Southern Arabia

Chapter 23

Chapter 233,267 wordsPublic domain

COASTING ALONG THE RED SEA

In the winter of 1895, though we still wished to continue our investigations in Arabia, we found it impracticable, owing to the warlike state of the tribes there, so we decided to turn our attention to the other side of the Red Sea, and travel once more in Africa.

Parts of Africa have to be discovered and other parts rediscovered. Each little war and each little journey contributes to the accomplishment of both these ends with surprising rapidity, but the geographical millennium is looming in the distance when the traveller will no longer require his sextant and theodolite, but will take his spade and pruning-hook to cultivate the land this generation is so busy in discovering.

That winter we added a few square miles to a blank corner of the map where re-discovery was necessary, and where re-discovery will go on apace and produce most interesting results, when we have finished conquering the barbarous followers of the Khalifa, and restore law and order to that wide portion of Africa known as the Eastern Soudan; for the Soudan, meaning in Arabic 'the country of the blacks,' really extends from the Atlantic to the Red Sea. Little did we think when we started to explore the western shores of the Red Sea that the explosion with the Dervishes was so near, otherwise I think we should have turned our steps in another direction.
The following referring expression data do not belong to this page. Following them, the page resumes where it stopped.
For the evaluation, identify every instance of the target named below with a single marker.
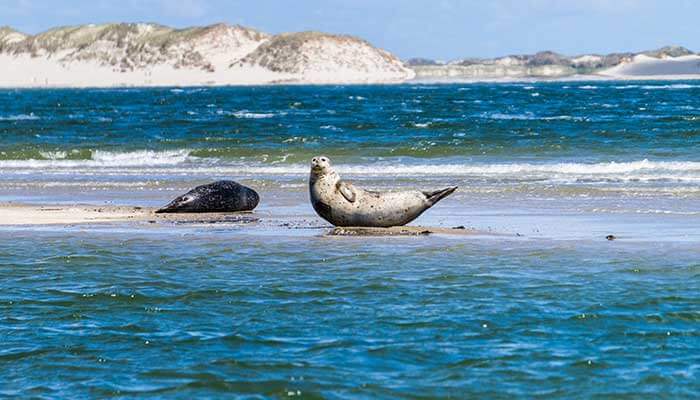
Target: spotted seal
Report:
(220, 196)
(343, 204)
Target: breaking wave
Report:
(20, 117)
(98, 158)
(182, 162)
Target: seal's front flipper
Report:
(434, 197)
(347, 191)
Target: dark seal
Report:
(220, 196)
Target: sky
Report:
(439, 29)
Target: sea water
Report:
(538, 304)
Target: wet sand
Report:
(18, 214)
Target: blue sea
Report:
(536, 304)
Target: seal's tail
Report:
(434, 197)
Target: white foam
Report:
(102, 159)
(180, 162)
(20, 117)
(252, 115)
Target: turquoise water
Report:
(540, 305)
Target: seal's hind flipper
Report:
(434, 197)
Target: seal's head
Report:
(320, 165)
We had with us Mr. Alfred Cholmley, who took numbers of beautiful photographs, and Lieutenant, now Captain, N. M. Smyth, D.S.O., Queen's Bays, kindly attached to our expedition by Colonel Sir F. Wingate, and to his exertions we owe the map.

My husband had always thought it foolish to engage an interpreter unknown to him, on his own responsibility, and would only have one recommended by the official of our Government. The choice made for us on this occasion was not at all successful. He tried to make out that he was the principal leader of the party, and his impedimenta far exceeded ours. He may or may not have been sent to keep us from going more than ten miles from the coast, but no explorer would wish to remain within the limits set down in the Admiralty Chart. My husband found it necessary to dispense with his services when we were at Mersa Halaib, and we got on far better without him.

Our first task was to choose a ship; it was exciting work rowing about in the harbour of Suez in order to find one that would suit us.

A letter from our interpreter had told us we could have one at 120_l._ a month, a sum which our great experience of sailing-boats told us was quite too large. When we started our search, having refused this, we were only shown wretched boats in which we could hardly sit and certainly not stand. We espied one we thought would do, and said nothing at that time, but afterwards my husband and Matthaios went off by themselves and engaged her for 35_l._ a month, and I do not think that a better ship was to be found in Suez--certainly there was none worth 120_l._

Our boat was an Arab dhow of 80 tons, named the _Taisir_; we at once put her in the hands of a carpenter, who boarded off two cabins for us four whites, in the big, open stern cabin, leaving a sort of verandah in front of them, about 8 feet in depth, where we lived by day. Campbell Bey, who lives at Terre Pleine, pronounced by the English Terry Plain, kindly lent us two water-tanks containing half a ton each.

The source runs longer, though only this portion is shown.